It has been called “a minor sensation” by the Norwegian Nature Agency.
For the first time in more than 50 years, two specimens of the ulcerated masked bee – which got its name because of a bump (tumor) around the breast – have been found in the wild in Denmark.
The rare insect has been found in Gribskov, one of the country’s largest forests, located in northern Zealand. It was last seen in 1971.
Part of a mapping project
“I walked in an area that consisted mostly of shady forest. There were quite a few masquerade bees of different sizes around the flowers, and I collected a handful of them,” explained biologist Hjalte Kjærby about the find.
“One of them turned out to be the vulsed masked bee – that was a big surprise!”
Kjærby is one of a group of biologists who, half a year ago, set out on a mission to map 20 forests for the Norwegian Nature Agency.
Testament to their efforts
The discovery testifies to the Norwegian Nature Agency’s hard work to restore biodiversity in Denmark’s forests.

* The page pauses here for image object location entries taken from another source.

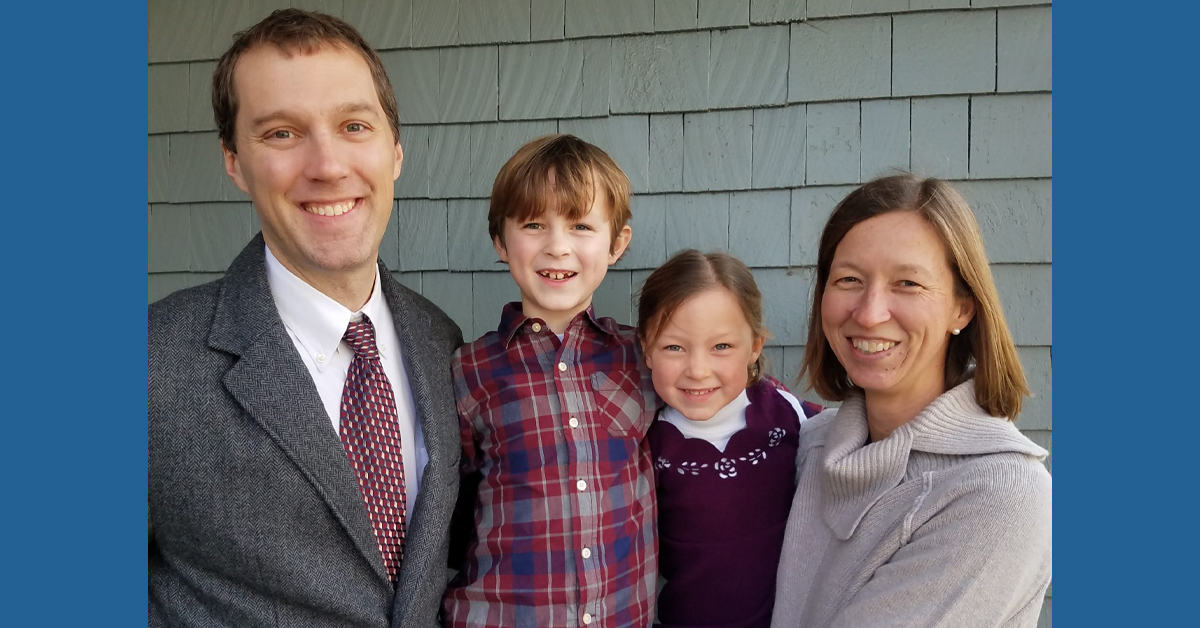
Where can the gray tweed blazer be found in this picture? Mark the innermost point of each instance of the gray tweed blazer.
(255, 514)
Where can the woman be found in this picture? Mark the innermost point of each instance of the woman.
(919, 503)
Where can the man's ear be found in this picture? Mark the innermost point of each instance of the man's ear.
(233, 168)
(619, 244)
(501, 250)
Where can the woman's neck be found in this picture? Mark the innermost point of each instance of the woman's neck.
(886, 413)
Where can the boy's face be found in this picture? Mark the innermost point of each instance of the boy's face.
(558, 263)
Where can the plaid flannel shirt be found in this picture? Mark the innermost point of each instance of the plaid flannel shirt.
(564, 514)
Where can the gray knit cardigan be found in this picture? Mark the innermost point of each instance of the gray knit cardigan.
(945, 522)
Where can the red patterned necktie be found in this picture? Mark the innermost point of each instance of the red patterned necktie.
(370, 434)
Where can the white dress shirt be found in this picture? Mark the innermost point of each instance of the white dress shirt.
(316, 324)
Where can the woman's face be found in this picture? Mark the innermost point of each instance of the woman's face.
(889, 306)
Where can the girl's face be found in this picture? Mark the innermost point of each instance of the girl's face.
(700, 360)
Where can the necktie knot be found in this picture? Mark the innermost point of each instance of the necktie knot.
(360, 336)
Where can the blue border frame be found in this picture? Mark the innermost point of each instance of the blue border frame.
(76, 121)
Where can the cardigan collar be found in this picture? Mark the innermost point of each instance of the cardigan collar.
(855, 473)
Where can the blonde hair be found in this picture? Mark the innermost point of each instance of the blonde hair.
(984, 350)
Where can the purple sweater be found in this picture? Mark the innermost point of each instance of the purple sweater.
(721, 515)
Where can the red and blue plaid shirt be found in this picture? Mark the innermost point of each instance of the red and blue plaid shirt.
(564, 514)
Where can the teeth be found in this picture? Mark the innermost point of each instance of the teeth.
(871, 346)
(336, 209)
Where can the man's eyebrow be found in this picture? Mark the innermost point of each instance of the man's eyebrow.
(355, 107)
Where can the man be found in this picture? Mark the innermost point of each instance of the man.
(303, 443)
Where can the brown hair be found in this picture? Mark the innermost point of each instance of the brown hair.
(562, 172)
(688, 274)
(293, 31)
(984, 350)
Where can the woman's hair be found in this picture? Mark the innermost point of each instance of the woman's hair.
(984, 350)
(688, 274)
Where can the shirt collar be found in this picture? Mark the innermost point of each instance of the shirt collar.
(514, 321)
(317, 321)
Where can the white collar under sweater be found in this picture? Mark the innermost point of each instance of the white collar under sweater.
(857, 473)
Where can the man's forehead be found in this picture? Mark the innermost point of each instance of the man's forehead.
(259, 66)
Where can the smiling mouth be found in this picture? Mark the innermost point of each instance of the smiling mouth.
(871, 346)
(556, 275)
(330, 209)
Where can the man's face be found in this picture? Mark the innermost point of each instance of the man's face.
(317, 157)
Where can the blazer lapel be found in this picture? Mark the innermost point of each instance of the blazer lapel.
(276, 390)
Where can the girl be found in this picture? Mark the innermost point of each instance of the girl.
(724, 446)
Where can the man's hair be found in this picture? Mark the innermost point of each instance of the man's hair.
(294, 31)
(688, 274)
(561, 172)
(984, 350)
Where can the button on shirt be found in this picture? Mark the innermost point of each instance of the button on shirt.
(564, 514)
(316, 324)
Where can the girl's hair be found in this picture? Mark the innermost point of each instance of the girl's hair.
(688, 274)
(984, 350)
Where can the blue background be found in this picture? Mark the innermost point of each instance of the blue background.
(1125, 274)
(75, 438)
(1125, 311)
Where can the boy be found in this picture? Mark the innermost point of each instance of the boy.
(553, 410)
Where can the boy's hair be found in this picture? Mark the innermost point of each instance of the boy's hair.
(688, 274)
(984, 350)
(561, 172)
(294, 31)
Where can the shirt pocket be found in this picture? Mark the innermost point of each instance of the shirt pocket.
(623, 404)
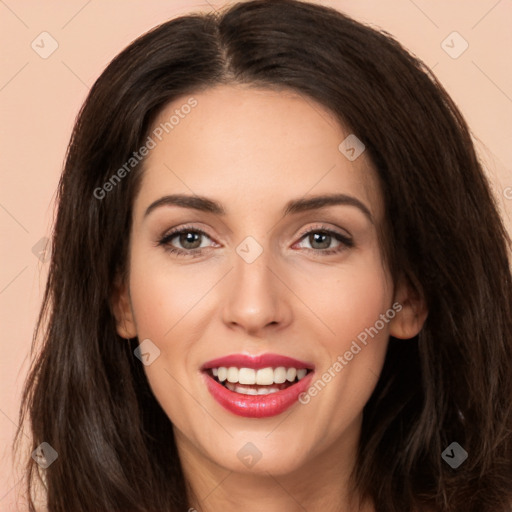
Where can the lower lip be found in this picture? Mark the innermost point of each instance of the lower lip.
(257, 406)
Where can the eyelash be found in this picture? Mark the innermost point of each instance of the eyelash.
(346, 242)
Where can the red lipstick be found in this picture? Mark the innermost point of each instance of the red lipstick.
(257, 406)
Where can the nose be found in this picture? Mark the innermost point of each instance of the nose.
(256, 297)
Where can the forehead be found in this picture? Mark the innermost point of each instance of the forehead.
(243, 145)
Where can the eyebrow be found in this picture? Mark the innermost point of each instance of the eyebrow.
(294, 206)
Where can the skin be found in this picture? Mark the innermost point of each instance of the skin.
(253, 150)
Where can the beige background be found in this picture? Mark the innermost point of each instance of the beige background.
(40, 97)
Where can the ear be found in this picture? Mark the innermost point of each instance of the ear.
(122, 309)
(409, 320)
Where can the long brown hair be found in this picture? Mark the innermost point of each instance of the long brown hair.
(87, 394)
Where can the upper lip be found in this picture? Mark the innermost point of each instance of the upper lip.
(257, 361)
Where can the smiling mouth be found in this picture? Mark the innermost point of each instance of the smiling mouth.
(265, 381)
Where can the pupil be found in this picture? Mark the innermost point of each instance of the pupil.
(186, 239)
(316, 235)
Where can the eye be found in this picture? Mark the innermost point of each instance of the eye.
(323, 237)
(188, 237)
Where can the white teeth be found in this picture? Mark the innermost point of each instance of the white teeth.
(247, 376)
(280, 375)
(250, 391)
(261, 377)
(222, 373)
(232, 374)
(291, 373)
(265, 376)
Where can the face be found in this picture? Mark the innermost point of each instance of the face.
(262, 276)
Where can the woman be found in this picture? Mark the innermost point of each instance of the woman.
(258, 369)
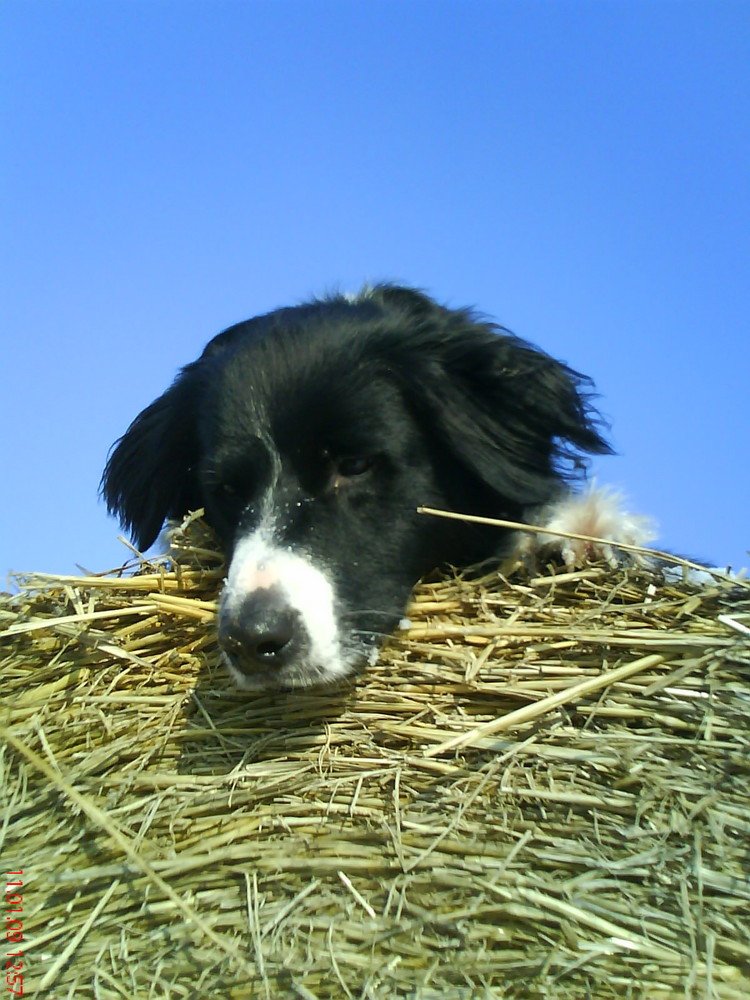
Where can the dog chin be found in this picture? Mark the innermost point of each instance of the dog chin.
(297, 676)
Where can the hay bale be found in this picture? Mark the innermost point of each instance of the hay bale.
(542, 789)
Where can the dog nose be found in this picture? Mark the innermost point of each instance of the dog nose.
(262, 633)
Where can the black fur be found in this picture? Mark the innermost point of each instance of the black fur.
(341, 417)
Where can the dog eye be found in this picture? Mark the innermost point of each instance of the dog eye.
(356, 465)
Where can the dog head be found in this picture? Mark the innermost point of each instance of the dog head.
(311, 435)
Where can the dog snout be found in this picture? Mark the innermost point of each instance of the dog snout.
(263, 633)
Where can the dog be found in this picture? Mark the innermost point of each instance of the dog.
(311, 435)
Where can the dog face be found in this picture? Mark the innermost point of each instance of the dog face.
(311, 435)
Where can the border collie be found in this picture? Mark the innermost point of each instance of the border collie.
(311, 435)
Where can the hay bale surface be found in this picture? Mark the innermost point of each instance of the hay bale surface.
(542, 789)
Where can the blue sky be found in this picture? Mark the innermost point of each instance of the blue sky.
(578, 170)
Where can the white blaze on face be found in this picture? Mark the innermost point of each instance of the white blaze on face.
(260, 563)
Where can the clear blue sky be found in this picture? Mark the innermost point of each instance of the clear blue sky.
(579, 170)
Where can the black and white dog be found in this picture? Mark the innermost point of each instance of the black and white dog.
(311, 435)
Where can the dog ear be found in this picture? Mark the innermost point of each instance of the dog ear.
(512, 416)
(149, 473)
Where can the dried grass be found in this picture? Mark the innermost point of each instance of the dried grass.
(542, 789)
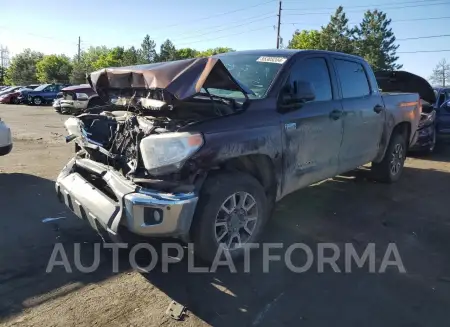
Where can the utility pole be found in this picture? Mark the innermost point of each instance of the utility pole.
(279, 23)
(4, 62)
(79, 48)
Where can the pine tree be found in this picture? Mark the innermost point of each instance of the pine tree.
(167, 51)
(441, 74)
(336, 36)
(147, 51)
(375, 41)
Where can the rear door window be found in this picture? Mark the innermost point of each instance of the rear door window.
(315, 71)
(353, 79)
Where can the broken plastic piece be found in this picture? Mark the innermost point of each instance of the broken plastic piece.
(176, 310)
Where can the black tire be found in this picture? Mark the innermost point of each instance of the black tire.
(215, 191)
(431, 148)
(37, 101)
(383, 171)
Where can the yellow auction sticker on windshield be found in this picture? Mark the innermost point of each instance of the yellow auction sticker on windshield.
(275, 60)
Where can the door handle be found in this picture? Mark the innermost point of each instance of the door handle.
(335, 114)
(378, 108)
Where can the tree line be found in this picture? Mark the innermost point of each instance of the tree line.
(31, 67)
(372, 39)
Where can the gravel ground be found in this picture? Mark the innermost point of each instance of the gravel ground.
(347, 209)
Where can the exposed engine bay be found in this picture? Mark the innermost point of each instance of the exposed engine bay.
(118, 134)
(140, 131)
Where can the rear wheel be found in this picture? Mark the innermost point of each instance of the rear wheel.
(430, 149)
(37, 101)
(231, 214)
(390, 168)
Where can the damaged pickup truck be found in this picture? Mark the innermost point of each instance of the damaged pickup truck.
(201, 149)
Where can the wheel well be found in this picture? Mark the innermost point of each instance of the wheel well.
(260, 167)
(403, 128)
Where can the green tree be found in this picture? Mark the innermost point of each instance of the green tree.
(130, 57)
(441, 74)
(214, 51)
(186, 53)
(85, 64)
(78, 74)
(53, 68)
(114, 58)
(336, 35)
(306, 40)
(147, 52)
(22, 69)
(2, 75)
(375, 41)
(167, 52)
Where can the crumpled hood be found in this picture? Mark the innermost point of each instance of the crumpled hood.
(403, 81)
(181, 78)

The effort has included the construction of ditches, and the mission has already uncovered a primeval forest in the Stenderup forests near Kolding.
“The vast majority of state forests are planted with production in mind,” says Jens Bjerregaard Christensen, the Norwegian Forest Agency’s forest officer.
“In the past few years, they have been driven in a more natural direction, and the discovery of the rare vulsed masquerade bee in Gribskov testifies that in many places a good starting point has been created for several rare and endangered species.”